Wichterman, a former special assistant to George W. Bush who now runs a ministry to congressional staff, established his conservative bona fides by saying that "you’ll have a hard time getting to my right. I’m a Republican because I’m a conservative, and a conservative because I’m a Christian. I believe conservative policies best reflect a Christian worldview.” Wichterman said he had been ready to support any of the other 16 Republican candidates, but is not willing to support Trump. Wichterman said he will vote for third-party candidate Evan McMullin.

Wichterman took on three of the arguments being used to justify evangelical support for Trump: Trump is the lesser of two evils; God uses bad people for good purposes; and Trump is a “good man”—a phrase Pence repeats over and over when talking about Trump.

Wichterman says the lesser of two evils argument is the most compelling. He said he has used it himself over the years, and understands that Trump is more likely to nominate conservative judges. But that’s not enough, he said, because Trump may actually be “a threat to our democratic republic”:

I care about the Supreme Court because I care deeply about the government handed down to us by the founders…Trump, on the other hand, has too often demonstrated contempt for the rule of law. He has sounded more like a strongman impatient with constitutional constraints. He advocates death to the innocent family members of terrorists…He advocates torture, not as a means of extracting important intelligence, but as a means of retribution. He said he would do a hell of a lot more than waterboarding.

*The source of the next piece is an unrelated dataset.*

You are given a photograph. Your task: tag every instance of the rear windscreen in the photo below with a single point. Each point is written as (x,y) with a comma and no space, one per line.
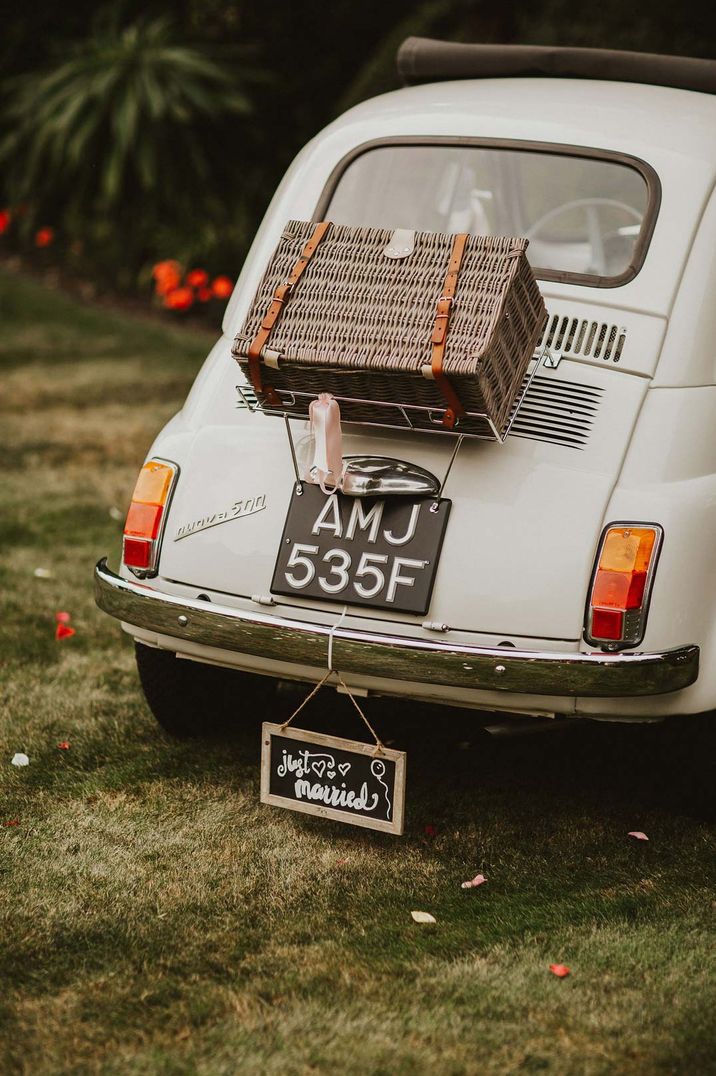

Wichterman slammed Trump for praising dictators like Vladimir Putin – who is a strong leader in the same way arsenic is a strong drink – and the Chinese officials who Trump says showed “strength” by slaughtering peaceful protesters in Tiananmen Square. He cited examples of Trump encouraging violence against protesters. “Trump admires strength whatever form it takes,” he said, which is “inimical to the Gospel.”

Wichterman challenged people who say they won’t vote for Clinton because they believe she’s a liar, but will vote for Trump hoping that he’s been lying and doesn’t really mean what he says. Trump, he said, corrupts his supporters and corrupts “what it means to be a Republican.”

Regarding the argument that God uses bad people for good purposes, Wichterman said that doesn’t mean Christians are called to do bad so that good may result. “I’ve heard some evangelical leaders say we need a bad man to stand up to the bullying of the left…It’s almost as if we’re hiring a hitman to play dirty for the sake of good government,” which is an idea, he said, that “has nothing to do with our faith.”

Wichterman said the argument that Trump is a good man, a humble man, a truth-teller, “completely mystifies me.” He cited a litany of Trump outrages, including the implication that liberal judicial nominees should be assassinated and his reckless talk about rigged elections, which could be a set-up to civil strife. “If Trump is a good man, then I’ve got an entirely different definition of what ‘good’ is,” he said.

In his response, Jackson provided an example of the kind of double standard on truth that Wichterman had talked about. Jackson said Trump ran his primary like a “shock jock,” saying things to get attention, but that he is “growing.” Jackson said that people have been failed by both parties and that Trump can be a “change agent” who can move America forward by “pragmatically” addressing race and class issues.

In his response, Wichterman took on Jackson’s “shock jock” justification for Trump’s comments. What should concern us more, he asked, that Trump means the “profoundly destructive” things he says, or that he doesn't really mean them but says them to get some votes? He thinks Trump’s repeated expressions of admiration for Putin suggest that brute strength is “what he really appreciates and adores.”

He returned to his criticism of Trump’s support for dictators and his dog-whistle on “Second Amendment” responses to possible Clinton judicial nominees. “Is that the kind of society we want,” he asked, “where we’re killing one another over our disagreements?” Wichterman said it makes his blood boil when Trump talks about “knocking the crap out of” people. Trump, he said, is “profoundly reckless” with the rule of law, which is “a precious thing.”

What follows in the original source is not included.